-By Maleeha Babar
When we are young, there’s an enthusiasm for life, a zest that paints all of our actions. Exploring the world, finding out all the beauty it contains is an adventure that we look forward to every day. We possess curiosity and creativity, vigor and joy. We look forward to talking to other children, sharing with them and connecting. There’s life within us. When we make a mistake, it’s serious. When we do something good, it matters. When someone hurts us, it actually hurts. At the deepest level, we understand the miracle that life is. Yet, as we grow older, that very same spirit begins to wane as we enter the “real world”. We are subtly told that the lifeless homes we see, the race for money, the broken relationships and purposeless ostentation is “reality”. It’s as if what we experienced as children was a past life, something to be discarded and never looked back on.
Although it’s the very core of who we are.

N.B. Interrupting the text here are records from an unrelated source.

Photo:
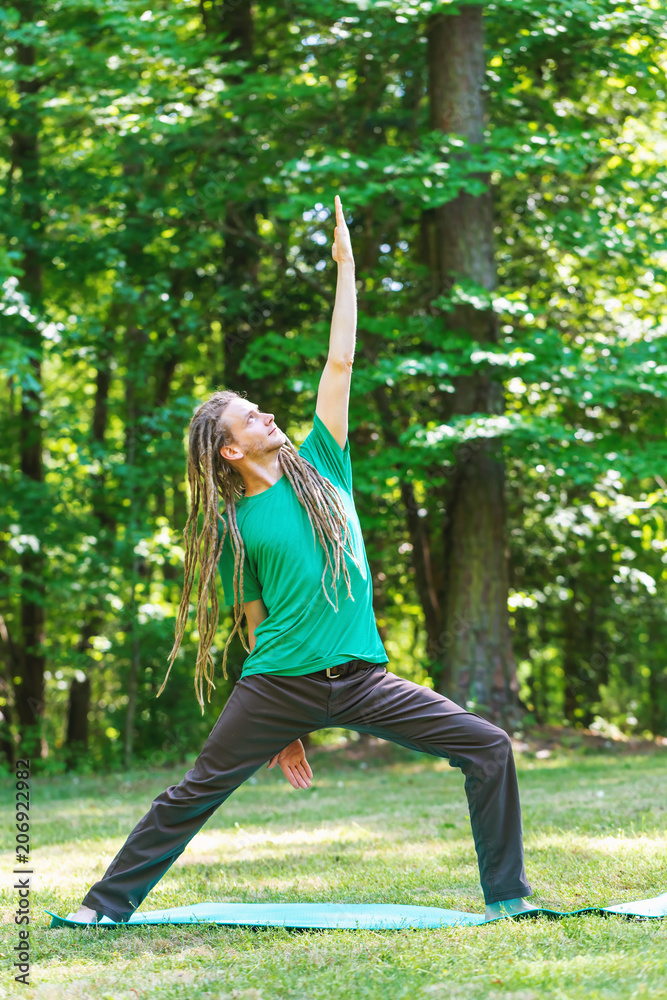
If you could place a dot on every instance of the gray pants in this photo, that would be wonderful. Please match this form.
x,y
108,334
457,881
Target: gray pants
x,y
266,712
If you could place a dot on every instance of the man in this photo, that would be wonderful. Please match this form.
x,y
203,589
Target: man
x,y
316,658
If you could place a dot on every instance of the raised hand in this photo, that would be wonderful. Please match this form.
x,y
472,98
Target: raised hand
x,y
341,251
294,765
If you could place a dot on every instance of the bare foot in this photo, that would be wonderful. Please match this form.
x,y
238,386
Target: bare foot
x,y
507,908
85,915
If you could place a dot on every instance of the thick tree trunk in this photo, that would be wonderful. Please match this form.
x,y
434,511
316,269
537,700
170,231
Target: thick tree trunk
x,y
79,697
29,693
77,722
469,626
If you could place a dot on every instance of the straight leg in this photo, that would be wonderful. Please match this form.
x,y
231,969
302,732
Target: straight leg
x,y
392,708
262,716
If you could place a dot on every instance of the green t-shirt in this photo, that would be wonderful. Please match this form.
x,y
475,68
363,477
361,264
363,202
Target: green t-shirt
x,y
284,564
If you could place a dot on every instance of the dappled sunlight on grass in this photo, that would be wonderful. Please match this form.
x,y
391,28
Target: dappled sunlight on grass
x,y
394,831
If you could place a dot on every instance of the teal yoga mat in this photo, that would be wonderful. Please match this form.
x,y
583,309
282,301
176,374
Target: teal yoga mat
x,y
346,916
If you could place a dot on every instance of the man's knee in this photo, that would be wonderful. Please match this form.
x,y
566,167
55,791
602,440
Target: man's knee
x,y
493,753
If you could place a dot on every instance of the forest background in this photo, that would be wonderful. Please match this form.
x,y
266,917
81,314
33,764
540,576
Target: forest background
x,y
167,182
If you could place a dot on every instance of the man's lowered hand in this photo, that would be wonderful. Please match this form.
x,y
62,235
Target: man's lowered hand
x,y
294,765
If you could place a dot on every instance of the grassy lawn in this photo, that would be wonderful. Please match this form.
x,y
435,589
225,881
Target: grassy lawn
x,y
392,827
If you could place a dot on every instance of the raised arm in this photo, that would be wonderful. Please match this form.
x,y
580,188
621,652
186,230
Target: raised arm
x,y
333,397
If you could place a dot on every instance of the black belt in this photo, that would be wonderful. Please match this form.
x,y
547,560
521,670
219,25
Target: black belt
x,y
343,669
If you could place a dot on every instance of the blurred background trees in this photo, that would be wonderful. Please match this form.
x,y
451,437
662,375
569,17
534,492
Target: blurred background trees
x,y
167,182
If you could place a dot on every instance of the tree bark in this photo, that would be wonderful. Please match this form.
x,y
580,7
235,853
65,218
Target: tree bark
x,y
471,640
29,693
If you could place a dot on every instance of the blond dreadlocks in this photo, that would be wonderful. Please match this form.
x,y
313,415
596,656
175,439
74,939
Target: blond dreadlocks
x,y
212,478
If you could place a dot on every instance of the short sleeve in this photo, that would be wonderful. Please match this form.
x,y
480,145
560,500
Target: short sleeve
x,y
323,451
251,587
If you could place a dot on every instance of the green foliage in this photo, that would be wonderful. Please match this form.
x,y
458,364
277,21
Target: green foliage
x,y
179,219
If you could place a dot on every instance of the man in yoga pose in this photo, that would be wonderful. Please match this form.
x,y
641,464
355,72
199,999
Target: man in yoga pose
x,y
316,658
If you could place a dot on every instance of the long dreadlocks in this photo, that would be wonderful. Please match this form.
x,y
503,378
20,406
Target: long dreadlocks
x,y
212,478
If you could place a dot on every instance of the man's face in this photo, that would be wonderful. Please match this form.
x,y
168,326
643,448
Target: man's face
x,y
255,432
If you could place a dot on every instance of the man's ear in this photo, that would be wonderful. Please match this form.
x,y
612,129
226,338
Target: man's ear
x,y
231,452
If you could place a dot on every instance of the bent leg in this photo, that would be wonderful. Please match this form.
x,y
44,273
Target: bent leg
x,y
262,716
392,708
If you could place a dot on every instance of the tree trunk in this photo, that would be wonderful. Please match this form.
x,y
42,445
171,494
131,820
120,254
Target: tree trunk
x,y
29,692
473,644
77,722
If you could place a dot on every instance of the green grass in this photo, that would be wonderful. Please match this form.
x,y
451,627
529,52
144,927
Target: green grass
x,y
392,828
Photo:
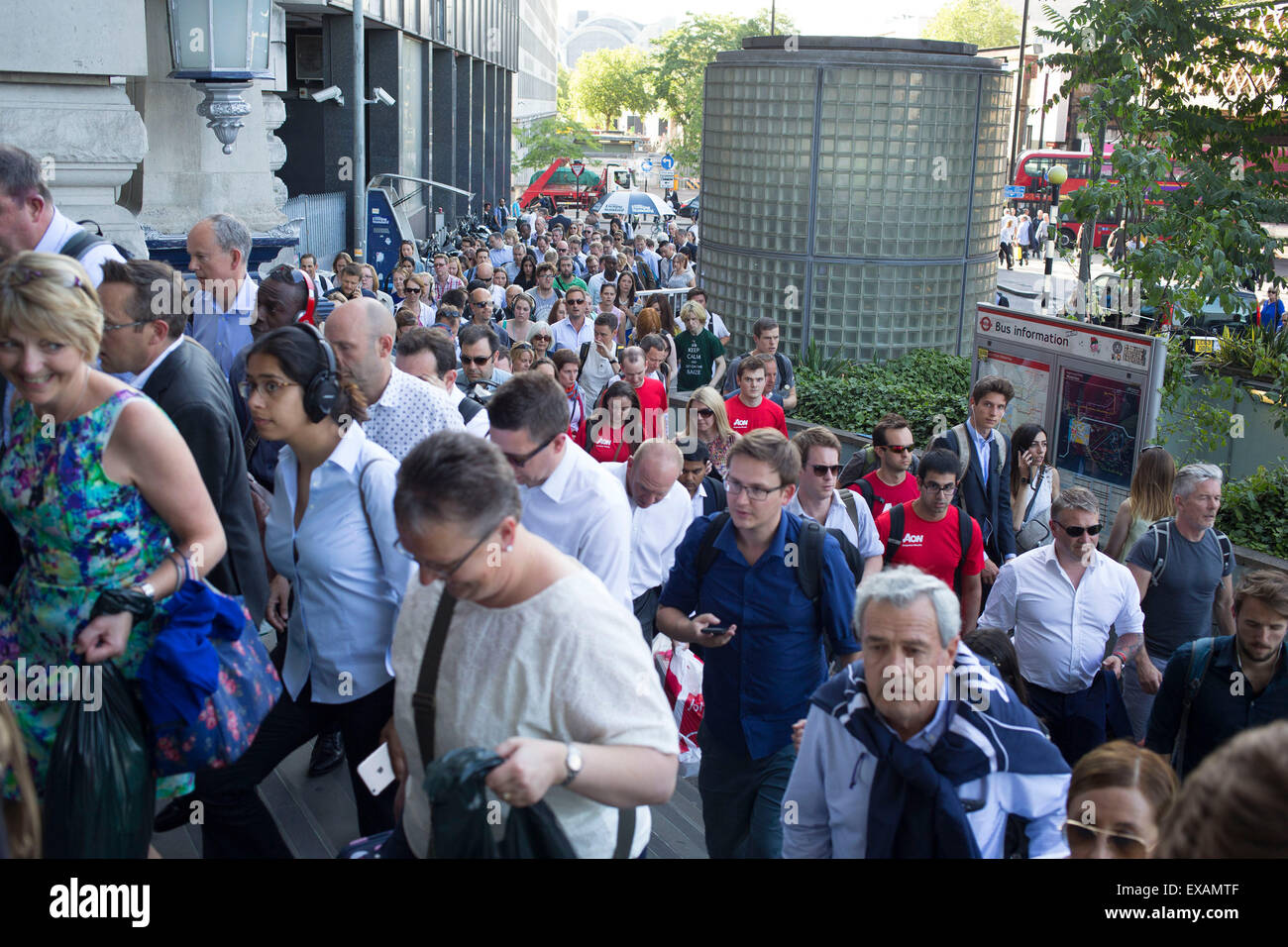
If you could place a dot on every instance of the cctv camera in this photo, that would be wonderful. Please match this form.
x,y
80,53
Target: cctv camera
x,y
330,94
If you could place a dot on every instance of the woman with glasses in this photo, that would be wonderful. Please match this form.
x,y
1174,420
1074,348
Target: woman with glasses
x,y
1119,796
541,338
1033,483
415,287
708,421
334,492
95,480
522,356
519,325
372,282
1147,501
527,277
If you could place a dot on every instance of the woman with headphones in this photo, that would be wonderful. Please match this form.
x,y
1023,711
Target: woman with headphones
x,y
331,539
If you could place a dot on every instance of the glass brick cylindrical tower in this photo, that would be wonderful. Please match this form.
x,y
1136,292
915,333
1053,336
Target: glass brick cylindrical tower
x,y
851,189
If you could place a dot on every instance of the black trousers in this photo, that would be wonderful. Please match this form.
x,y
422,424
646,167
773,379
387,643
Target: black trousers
x,y
237,823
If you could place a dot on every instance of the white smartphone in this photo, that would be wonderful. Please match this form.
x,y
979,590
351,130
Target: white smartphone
x,y
376,771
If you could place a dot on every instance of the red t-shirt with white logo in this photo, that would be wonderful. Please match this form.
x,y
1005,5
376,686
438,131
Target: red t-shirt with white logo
x,y
653,403
767,414
934,548
893,496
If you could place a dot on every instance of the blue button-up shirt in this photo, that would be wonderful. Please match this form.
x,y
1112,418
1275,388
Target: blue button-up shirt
x,y
224,334
759,684
347,590
1223,707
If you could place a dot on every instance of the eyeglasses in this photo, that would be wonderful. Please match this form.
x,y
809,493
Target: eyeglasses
x,y
758,493
1080,530
520,459
270,388
1083,836
112,328
945,488
445,573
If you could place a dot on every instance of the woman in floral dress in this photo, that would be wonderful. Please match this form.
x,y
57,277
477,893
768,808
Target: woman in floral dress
x,y
94,478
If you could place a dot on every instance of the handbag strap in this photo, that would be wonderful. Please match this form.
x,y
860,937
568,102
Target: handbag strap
x,y
426,684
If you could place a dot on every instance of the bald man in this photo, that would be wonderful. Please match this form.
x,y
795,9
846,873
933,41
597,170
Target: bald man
x,y
661,513
400,408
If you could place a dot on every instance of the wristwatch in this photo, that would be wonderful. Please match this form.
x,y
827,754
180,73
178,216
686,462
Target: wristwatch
x,y
572,763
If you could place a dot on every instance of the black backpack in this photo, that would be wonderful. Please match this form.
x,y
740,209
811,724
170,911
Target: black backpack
x,y
965,527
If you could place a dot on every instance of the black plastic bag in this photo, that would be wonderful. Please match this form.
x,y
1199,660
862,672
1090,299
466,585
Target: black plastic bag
x,y
456,789
101,793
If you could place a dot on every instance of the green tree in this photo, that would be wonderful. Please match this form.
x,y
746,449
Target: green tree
x,y
1196,91
550,140
987,24
610,81
681,59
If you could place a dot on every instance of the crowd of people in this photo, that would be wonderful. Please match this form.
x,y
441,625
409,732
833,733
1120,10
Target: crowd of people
x,y
468,509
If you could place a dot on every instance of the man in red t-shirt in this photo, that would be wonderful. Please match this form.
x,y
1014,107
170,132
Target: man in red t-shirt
x,y
750,408
651,392
892,440
931,534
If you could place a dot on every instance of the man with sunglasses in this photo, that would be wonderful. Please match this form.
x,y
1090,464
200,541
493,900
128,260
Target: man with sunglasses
x,y
568,497
1061,602
818,499
928,534
763,638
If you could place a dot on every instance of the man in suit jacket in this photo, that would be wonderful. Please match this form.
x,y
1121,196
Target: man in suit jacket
x,y
143,334
986,480
706,491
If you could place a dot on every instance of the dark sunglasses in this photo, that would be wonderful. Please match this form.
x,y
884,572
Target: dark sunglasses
x,y
1080,530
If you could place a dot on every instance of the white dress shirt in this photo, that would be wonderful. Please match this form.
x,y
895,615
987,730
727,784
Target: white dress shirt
x,y
142,377
565,335
1060,631
583,512
348,578
866,538
832,785
63,228
224,334
408,411
656,532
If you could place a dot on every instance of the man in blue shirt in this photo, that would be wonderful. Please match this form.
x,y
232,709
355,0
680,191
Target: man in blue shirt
x,y
1244,682
767,656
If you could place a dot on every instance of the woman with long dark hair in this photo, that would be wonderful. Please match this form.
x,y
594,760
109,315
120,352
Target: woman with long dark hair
x,y
1033,486
527,277
340,579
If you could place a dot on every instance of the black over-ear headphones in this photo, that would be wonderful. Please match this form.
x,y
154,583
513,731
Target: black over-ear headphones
x,y
323,388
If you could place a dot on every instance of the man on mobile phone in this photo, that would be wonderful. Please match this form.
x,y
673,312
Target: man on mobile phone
x,y
737,571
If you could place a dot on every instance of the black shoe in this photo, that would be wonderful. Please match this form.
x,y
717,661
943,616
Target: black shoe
x,y
174,814
327,754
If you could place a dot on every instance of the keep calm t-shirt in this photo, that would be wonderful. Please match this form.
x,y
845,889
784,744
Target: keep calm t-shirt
x,y
697,356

The spirit that we are born with as children, the longing for love, compassion, understanding, growth, exploration, and truth is what’s real.
And that reality never changes. It’s that we become blind to it.
Allah (SWT) says:
“So have they not traveled through the earth and have hearts by which to reason and ears by which to hear? For indeed, it is not the eyes that are blinded, but blinded are the hearts within the breasts.” (22:46)
But there’s still a part of as adults, a consciousness within our hearts, that longs to be heard. It’s an inner voice that tells us what’s right, that screams for us to listen, that was clear as a child but through each hurt, suppression and invalidation, turned into a whisper that drowns away in doubt. It is the voice of truth. I’d like to think it’s our fitrah (for Muslims), or call it our intuition, but it’s not there for a futile purpose. It has a purpose. When we know we’re going down the wrong path in life, making decisions that probably aren’t ours, but some person told us life is “this way” and although it’s contrary to what we believe, and our sadness, grief, unhappiness, and discontentment all points towards that fact, too, why don’t we listen? Because that voice has been discontinued way too many times. Or maybe we’re scared. But when you don’t listen to your truths (hopefully based on sound judgment and understanding), it really hurts.
Suppressing that voice leads to nowhere. And although we might think that avoiding that nagging thought in our heads will go away with distracting ourselves with countless gadgets, busy-ness, and extra work loads, or even pursuits such as marriage (been there, done that), it won’t. Because we’re not on this world to “be busy” or “keep doing thoughtlessly” and just “achieving,” we’re truly not here to do that.
And if we don’t look, contemplate and follow what we have come to discover as truth, it will continuously nag at us.
Unless we choose to merely exist.
And I think our life is way too important to just exist.